La croissance démographique des communes rurales correspond ainsi précisément à un phénomène d’exode urbain. L’augmentation de la population rurale périurbaine140 s’accompagne d’une consommation d’espace importante. Cette expansion spatiale est caractérisée pour les espaces périurbains par un développement massif de la production de logements individuels pavillonnaires en accession à la propriété. Ainsi, la construction de maisons individuelles en zones périurbaines représente en 1975 plus du quart de la construction de ce type de logements dans l’ensemble du territoire français.
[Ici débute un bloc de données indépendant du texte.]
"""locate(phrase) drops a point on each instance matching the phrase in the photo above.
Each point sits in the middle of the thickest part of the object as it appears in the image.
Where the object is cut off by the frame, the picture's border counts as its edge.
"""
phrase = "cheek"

Ce desserrement des fonctions résidentielles qui caractérise principalement le processus de périurbanisation s’accompagne d’un desserrement de moindre ampleur des activités (production, distribution, stockage) et de l’implantation d’entreprises et d’entrepôts à la périphérie des villes.
1-2 Les formes spatiales de la périurbanisation.
Le processus de périurbanisation correspond à une modalité inédite de la croissance urbaine. Ce processus d’urbanisation des campagnes s’opère de façon spécifique, faisant émerger une forme spatiale de l’urbanisation caractéristique : l’espace périurbain.
1-2-1 Discontinuité du bâti et consommation d’espace.
Ce processus est d’abord consommateur d’espace. L’urbanisation s’opère à la périphérie des agglomérations, gagnant les campagnes périphériques. Ainsi l’urbanisation s’étend en couronnes autour des villes : les villages ruraux périphériques se développent à partir de leurs noyaux anciens, la ville s’étend ainsi tentaculairement, s’appuyant sur l’urbanisation des villages proches, s’étirant le long des axes de communication. Marqués par le développement massif de l’usage de la voiture, ils s’inscrivent dans un système vaste de réseaux et de relations avec la ville proche d’une part, mais aussi avec d’autres villes ou villages périphériques. « L’espace périurbain s’inscrit ainsi entre la ville et les réseaux routiers141 ».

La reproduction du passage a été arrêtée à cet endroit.